Over a month ago, I was asked by a friend who is also a youth pastor to read “I Don’t Have Enough Faith to be an Atheist.” After some digging, it seems the YP wants to have an open discussion and listen to my opinion regarding the book. Hopefully, these are his true intentions.
With that in mind, I saw this as an opportunity to refresh my knowledge in apologetics and to show that atheists aren’t ‘close-minded’ or ‘ignorant to the word of Yahweh.’ So, I shuffled to a local Christian book store and purchased the book. After reading the first 3 pages, I picked up some sticky-notes and a pack of nice pens. There just wasn’t enough room in the margins to record my thoughts throughout the book.
It’s been a few weeks since I’ve finished reading the first seven chapters of the books. The ‘discussion’ still hasn’t taken place or been arranged. As of now, I’m not sure if he just hasn’t finished reading it or if he has backed out. For the sake of organizing my thoughts and because a few people asked, I have decided to write a few blogs about the book.

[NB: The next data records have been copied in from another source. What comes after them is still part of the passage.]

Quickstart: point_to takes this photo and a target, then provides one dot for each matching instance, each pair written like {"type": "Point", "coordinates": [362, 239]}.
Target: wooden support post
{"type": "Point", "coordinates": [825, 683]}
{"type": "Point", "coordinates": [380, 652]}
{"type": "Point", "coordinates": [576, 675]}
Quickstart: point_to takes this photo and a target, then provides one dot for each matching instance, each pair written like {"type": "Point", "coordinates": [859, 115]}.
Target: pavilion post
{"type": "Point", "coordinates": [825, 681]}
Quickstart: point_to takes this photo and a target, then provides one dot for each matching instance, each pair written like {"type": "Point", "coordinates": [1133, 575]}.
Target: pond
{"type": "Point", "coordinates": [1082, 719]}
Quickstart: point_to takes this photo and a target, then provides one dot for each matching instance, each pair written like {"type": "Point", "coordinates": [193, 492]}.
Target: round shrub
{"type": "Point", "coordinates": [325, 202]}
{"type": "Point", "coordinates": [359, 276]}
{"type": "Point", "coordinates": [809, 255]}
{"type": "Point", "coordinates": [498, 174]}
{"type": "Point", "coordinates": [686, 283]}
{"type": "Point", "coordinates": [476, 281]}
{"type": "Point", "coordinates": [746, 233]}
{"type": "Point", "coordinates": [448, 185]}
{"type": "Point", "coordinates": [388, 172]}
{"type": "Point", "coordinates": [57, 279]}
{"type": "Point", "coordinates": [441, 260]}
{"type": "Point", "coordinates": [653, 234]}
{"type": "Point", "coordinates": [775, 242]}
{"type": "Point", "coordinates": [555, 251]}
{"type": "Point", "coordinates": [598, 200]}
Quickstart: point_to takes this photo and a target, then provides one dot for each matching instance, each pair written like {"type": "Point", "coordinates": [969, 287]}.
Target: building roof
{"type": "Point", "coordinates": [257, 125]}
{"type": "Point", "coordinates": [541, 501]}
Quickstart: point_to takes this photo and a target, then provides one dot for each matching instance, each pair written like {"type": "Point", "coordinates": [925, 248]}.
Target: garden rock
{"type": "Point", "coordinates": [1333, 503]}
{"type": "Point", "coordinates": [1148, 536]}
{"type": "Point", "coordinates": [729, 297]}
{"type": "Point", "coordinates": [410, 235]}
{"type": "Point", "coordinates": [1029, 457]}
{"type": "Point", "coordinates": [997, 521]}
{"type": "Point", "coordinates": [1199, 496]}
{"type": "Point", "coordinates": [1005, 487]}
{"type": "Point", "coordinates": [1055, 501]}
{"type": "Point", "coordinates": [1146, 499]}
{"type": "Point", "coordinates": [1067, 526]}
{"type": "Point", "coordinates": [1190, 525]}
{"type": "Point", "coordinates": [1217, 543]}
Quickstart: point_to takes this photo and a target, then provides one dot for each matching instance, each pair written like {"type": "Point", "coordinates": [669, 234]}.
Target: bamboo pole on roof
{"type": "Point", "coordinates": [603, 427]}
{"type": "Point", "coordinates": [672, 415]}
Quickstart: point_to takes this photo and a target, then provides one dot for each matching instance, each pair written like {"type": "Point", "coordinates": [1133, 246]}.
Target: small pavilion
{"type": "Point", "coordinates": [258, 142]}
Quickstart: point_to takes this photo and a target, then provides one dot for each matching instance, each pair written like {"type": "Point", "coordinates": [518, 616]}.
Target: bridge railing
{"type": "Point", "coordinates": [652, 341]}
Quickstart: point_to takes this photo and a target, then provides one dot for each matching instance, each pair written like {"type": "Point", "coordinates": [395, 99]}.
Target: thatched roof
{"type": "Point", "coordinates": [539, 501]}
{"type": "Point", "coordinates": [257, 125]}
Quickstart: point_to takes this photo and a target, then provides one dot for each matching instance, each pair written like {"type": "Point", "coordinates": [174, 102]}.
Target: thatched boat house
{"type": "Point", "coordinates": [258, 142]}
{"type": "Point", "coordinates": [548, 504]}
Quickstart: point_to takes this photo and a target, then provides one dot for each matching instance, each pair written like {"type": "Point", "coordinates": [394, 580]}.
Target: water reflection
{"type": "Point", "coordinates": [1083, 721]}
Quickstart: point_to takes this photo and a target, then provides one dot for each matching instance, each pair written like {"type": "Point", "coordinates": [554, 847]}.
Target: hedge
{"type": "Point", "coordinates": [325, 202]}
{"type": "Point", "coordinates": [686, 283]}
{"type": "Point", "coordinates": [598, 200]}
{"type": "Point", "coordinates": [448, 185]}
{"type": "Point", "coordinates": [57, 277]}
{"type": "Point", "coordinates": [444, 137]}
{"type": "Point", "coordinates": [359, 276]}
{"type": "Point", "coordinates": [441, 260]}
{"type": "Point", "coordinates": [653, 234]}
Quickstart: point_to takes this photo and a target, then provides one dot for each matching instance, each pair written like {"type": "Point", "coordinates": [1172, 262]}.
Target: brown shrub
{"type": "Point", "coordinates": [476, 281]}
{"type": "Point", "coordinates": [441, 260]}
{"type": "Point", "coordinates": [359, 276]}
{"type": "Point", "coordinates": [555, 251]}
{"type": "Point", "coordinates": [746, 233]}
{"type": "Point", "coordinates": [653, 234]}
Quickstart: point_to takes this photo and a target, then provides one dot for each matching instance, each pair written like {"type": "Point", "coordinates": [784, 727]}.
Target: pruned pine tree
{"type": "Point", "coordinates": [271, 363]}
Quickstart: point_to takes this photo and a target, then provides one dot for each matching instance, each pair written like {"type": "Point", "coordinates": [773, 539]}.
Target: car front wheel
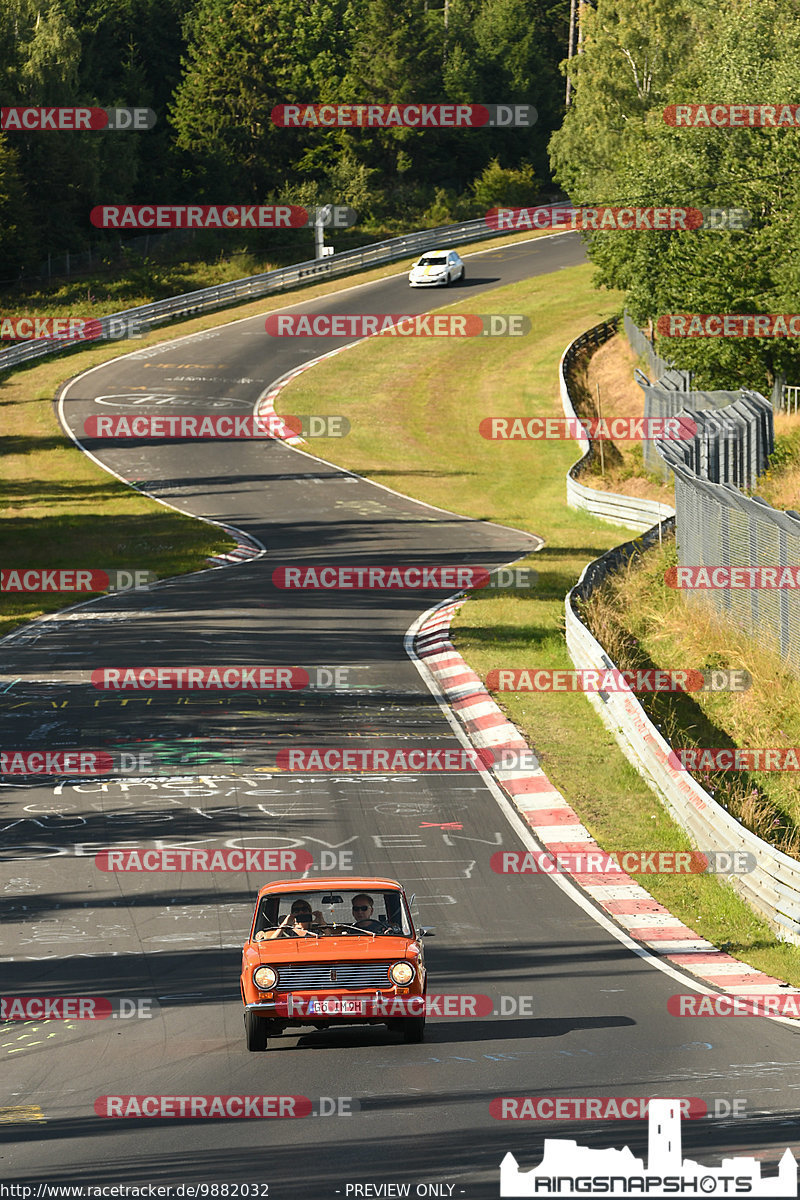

“I Don’t Have Enough Faith to Be an Atheist is the best single book I’ve seen to prepare believers to give the reasons for their faith, and for skeptics who are open to the truth. This book will serve as an indispensable evangelism tool, especially when dealing with nonbelievers with “intellectual” obstacles to their faith. As we know, the intellectual obstacles are usually just an excuse for nonbelievers, but when you remove the substance of their excuse they are left naked to confront their real obstacles, their real demons.” Taken from the first page of the Foreword by David Limbaugh
Excuse me, did that guy just say that being smart is just an excuse for us? And by removing the ‘substance of [our] excuse’ (which would be knowledge) we will be able to confront demons? I don’t know about you guys but if demons were real, I definitely would not want to pick a fight with one. Without a doubt, the author’s intention becomes crystal clear before turning the first page.
During the introduction, the authors claim that it takes more faith to be atheist than it does to be a Christian. In other words, atheists don’t have a leg to stand on while the Christians have amounted tons of evidence in favor of their personal, all-knowing, all-loving God. The ‘evidence’ is shown through the Cosmological Argument, Teleological Argument/Anthropic principle (design of the universe), Teleological Argument (design of life), and the Moral Argument. After successfully proving a god exists by science, the author’s will then move on the Bible to prove Yahweh/Jesus is that god.
*Spoiler Alert: I read the first half of the book and I gotta tell ya folks, the authors failed miserably at proving a god exists much less a personal one.*
Chapters 1 & 2 are mainly dealing with the question of truth. What is truth? Can absolute truth be known? Why should we care about truth? While rambling on about how people aren’t concerned with truth anymore, the authors accuse non-believers of rejecting religious beliefs because we “don’t want to be held accountable to any moral standards or religious doctrine.” As an atheist, I realize that consequences exist in reality. If I commit murder, I could be put in jail for the rest of my life. If I lie to my spouse, our relationship could be ruined. If I steal from my neighbor, not only could I go to jail, but I would now be in a bad living situation. There are real life consequences to each individual action. This is just one of the many examples where the authors feed their sheepish audience with misunderstandings and lies.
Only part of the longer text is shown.